One of the greatest biblical scholars from our own country, Father Raymond
Brown,SS. encouraged preachers and homilists not to leave this birth record
aside.  They are to preach on it.  When was the last great homily you heard
on it?

Why not start with the five women who are mentioned, that is easier than
going into the names of the men.  Each of the women has a story that will
be found in the Old Testment except the last one whose story will unravel
in Matthew and Luke.  They are easily located in the Old Testament by
looking at the cross-references to them given in a student’s bible.  Here
are some of the most colorful narratives in the Old Testament.

Some of the reasons for reading the genealogy are the following:
1) It shows or demonstrates through human births how Jesus is related to us
in all of the things that we possess from birth and that his birth is real
and historical.  Jesus stems from the ancestors who are mentioned from
Abraham on and then through the royal lineage of David; each king passes
this on till we reach Jesus who also is from the davidic line and thus has
a legitimate claim to being the messiah. Jesus is a bona fide human born of
a human mother who name is Mary.
2) Matthew’s immediate congregation is given a way of looking at the
legitimacy of Jesus in his birth of Mary, a virgin. He is the first to
explicitly speak of the virgin Mary in terms of human generation. He also
mentions the importance of Joseph as the foster-father of the child (you
will see this in carefully reading verse 16).  Again the humanity of Jesus
is real and is not as some early Christians falsely taught that Jesus is
merely an appearance, a phantom, a other worldly person who is not real
flesh and blood. This tendency is called Docetism (Appearance).
3) We enter into the mystery of salvation history and the communion of
saints by our realizing the lineage has all of the components of our own
immediate ancestors except for the royalty.  God is working through the
limits and weaknesses of human nature.  The women show how God breaks
through and justifies them and thus shows us great hope in humankind.  It
is good that Matthew did not neglect mentioning them.
4) There may be a symbolic meaning to five women who may represent the
fullness of God’s revelation seen in the Pentateuch or Torah (the first
five books of the bible).  We know that there is the strong possibility of
a symbol that represents the name of David.  DVD in Hebrew is equivalent to
the number fourteen. D=4, V=6, and another D =4, thus fourteen.  Matthew
gives us three sets of fourteen with a problem of our finding only thirteen
in the third set.
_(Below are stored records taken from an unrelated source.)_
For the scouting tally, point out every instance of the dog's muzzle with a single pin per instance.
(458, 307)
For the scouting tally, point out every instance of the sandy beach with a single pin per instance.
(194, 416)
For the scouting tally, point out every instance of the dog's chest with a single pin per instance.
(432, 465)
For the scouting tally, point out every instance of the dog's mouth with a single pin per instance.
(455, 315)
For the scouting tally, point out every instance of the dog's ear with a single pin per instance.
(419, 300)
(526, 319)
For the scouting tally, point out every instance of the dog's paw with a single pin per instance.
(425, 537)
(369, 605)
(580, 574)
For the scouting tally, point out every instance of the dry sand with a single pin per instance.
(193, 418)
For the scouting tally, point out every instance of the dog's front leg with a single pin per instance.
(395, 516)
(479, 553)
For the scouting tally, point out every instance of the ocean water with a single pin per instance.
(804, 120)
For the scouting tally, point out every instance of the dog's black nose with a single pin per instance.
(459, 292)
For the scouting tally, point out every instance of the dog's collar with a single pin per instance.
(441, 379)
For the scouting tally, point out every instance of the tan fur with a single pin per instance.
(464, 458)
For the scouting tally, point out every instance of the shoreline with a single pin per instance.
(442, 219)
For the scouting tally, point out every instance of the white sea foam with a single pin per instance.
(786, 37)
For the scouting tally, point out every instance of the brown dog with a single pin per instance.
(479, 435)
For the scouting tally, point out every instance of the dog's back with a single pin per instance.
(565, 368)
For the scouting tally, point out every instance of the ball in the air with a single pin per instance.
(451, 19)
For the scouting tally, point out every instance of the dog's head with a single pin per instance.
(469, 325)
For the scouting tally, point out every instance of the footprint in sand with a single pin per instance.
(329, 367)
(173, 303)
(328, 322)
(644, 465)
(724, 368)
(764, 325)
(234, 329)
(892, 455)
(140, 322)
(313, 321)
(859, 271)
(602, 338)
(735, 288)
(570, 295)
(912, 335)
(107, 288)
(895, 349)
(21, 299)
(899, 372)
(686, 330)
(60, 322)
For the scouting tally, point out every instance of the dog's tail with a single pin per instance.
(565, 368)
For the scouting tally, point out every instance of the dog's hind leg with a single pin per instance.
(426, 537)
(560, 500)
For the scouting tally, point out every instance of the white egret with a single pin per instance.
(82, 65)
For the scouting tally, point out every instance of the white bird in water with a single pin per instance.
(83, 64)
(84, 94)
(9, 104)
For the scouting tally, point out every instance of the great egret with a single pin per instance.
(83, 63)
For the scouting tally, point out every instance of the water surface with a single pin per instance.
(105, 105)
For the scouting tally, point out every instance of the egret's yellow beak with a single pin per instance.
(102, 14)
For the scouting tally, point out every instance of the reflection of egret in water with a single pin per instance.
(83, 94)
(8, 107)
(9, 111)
A scholar helps us through this problem: “Various
solutions have been proposed: Is Christ the fourteenth? Or is the
fourteenth place reserved for the coming of the Son of Man? Or does Matthew
imply a generation between the second and third section: Joakim was the
father of Jeconiah. The puzzle remains.”  (Benedict Viviano, in New Jerome
Biblical Commentary, p.635).
5) The genealogy highlights David, Joseph, and Mary–three persons who help
us during this Advent season and who bring us to the crib.  Today as we
sing the first of the O Antiphons let us be thankful for the birth record
of Jesus.
O Wisdom, O holy Word of God, you govern all creation with your strong yet
tender care. Come and show your people the way to salvation.  Amen.